New Jersey Court Declines to Impose Liability on A Condominium Association for a Slip and Fall on Interior Sidewalk

New Jersey Court Declines to Impose Liability on A Condominium Association for a Slip and Fall on Interior Sidewalk

banana peel on the floorAfter muddling through multiple snowstorms this winter, this article is particularly appropriate to compose on a snow day!

In a recent decision, the Appellate Division declined to impose liability on a condominium association for a plaintiff’s slip and fall that occurred on an interior sidewalk within the community property.

New Jersey imposes a duty on commercial property owners to maintain sidewalks adjacent to their business property, in “reasonably good condition” and imposes liability when the failure to do so results in injury to a pedestrian.  Stewart v. 104 Wallace Street, Inc., 87 N.J. 146 (1981).

Recently, in Qian v. Toll Brothers, Inc. et al., 2014 WL 476306, the Court rejected a plaintiff’s attempt to extend the duty imposed on a commercial property owners to a condominium association.
Traditionally, New Jersey law recognizes that residential property owners have no common law duty to their maintain sidewalks adjacent to streets and roads used by the public.

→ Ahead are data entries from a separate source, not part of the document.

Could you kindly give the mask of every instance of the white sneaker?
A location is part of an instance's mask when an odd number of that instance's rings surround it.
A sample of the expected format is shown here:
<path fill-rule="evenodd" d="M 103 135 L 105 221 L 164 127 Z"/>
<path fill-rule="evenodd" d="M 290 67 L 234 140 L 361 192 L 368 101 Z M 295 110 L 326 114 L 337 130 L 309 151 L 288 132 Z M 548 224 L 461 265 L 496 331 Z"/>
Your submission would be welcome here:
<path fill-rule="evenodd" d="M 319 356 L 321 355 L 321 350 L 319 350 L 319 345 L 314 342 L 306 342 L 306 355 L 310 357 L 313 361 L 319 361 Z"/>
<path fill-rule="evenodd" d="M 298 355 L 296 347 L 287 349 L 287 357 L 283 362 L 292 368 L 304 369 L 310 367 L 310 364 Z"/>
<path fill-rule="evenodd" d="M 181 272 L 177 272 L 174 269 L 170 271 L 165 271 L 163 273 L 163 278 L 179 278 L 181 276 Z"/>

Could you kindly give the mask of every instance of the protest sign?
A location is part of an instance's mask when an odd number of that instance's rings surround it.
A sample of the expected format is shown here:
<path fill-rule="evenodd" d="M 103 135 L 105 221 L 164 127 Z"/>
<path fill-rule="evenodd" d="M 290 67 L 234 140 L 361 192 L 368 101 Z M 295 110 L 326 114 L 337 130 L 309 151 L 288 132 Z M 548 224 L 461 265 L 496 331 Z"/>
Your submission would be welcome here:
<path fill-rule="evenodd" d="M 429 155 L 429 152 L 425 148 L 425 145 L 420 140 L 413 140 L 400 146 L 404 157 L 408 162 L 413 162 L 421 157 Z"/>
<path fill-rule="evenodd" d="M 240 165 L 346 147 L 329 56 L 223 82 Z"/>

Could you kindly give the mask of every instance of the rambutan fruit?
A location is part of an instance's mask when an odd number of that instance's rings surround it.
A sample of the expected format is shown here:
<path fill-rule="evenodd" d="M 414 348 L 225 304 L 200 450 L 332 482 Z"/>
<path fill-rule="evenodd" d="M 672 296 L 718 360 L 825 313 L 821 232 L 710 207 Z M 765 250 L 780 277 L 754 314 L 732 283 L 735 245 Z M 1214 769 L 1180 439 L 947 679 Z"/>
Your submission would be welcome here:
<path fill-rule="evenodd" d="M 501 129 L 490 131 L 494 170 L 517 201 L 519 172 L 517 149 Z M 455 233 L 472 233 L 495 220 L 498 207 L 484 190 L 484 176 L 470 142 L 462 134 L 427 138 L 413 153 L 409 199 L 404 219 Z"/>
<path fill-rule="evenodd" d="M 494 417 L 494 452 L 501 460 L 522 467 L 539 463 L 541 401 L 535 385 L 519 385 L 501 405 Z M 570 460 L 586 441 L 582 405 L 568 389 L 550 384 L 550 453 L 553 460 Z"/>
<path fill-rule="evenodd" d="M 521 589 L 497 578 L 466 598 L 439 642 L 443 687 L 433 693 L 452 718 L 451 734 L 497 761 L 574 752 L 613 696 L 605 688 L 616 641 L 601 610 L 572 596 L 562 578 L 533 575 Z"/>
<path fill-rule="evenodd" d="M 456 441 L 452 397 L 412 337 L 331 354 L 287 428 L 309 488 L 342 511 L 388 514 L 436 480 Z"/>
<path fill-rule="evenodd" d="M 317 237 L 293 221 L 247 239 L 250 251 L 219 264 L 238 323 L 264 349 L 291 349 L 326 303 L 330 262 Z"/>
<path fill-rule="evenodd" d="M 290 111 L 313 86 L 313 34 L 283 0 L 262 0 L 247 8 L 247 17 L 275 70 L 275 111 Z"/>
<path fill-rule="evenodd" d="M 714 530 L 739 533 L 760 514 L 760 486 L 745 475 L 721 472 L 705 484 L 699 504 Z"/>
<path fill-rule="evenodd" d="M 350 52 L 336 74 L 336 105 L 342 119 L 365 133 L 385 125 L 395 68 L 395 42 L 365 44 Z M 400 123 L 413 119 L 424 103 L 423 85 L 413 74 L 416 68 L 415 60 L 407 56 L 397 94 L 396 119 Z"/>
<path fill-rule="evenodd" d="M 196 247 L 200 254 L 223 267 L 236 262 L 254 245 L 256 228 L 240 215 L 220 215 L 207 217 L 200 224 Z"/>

More specifically, in New Jersey, a condominium complex is recognized as a residential entity and therefore protected from liability due to a slip and fall on its abutting public sidewalk.  Luchejko v. City of Hoboken, 207 N.J. 191 (2011)

In Qian, the plaintiff, aware of and concerned about ice accumulation, slipped and fell on ice on an association interior sidewalk after a walk to the market.

The plaintiff argued that the association by-laws required it to maintain the common elements and the association, in fact, collected maintenance fees in order to do so. The Association had also contracted with a landscape maintenance company to remove snow and ice.

The Court declined to agree with the plaintiff’s assertion that an interior sidewalk in a private community was different from an abutting public sidewalk since all members of the public had access.

Interestingly, in Qian, the Court did acknowledge the factual difference in the location of the fall in the Luchejko case but noted any departure from the commercial/ residential distinctions would need to be addressed by the Supreme Court.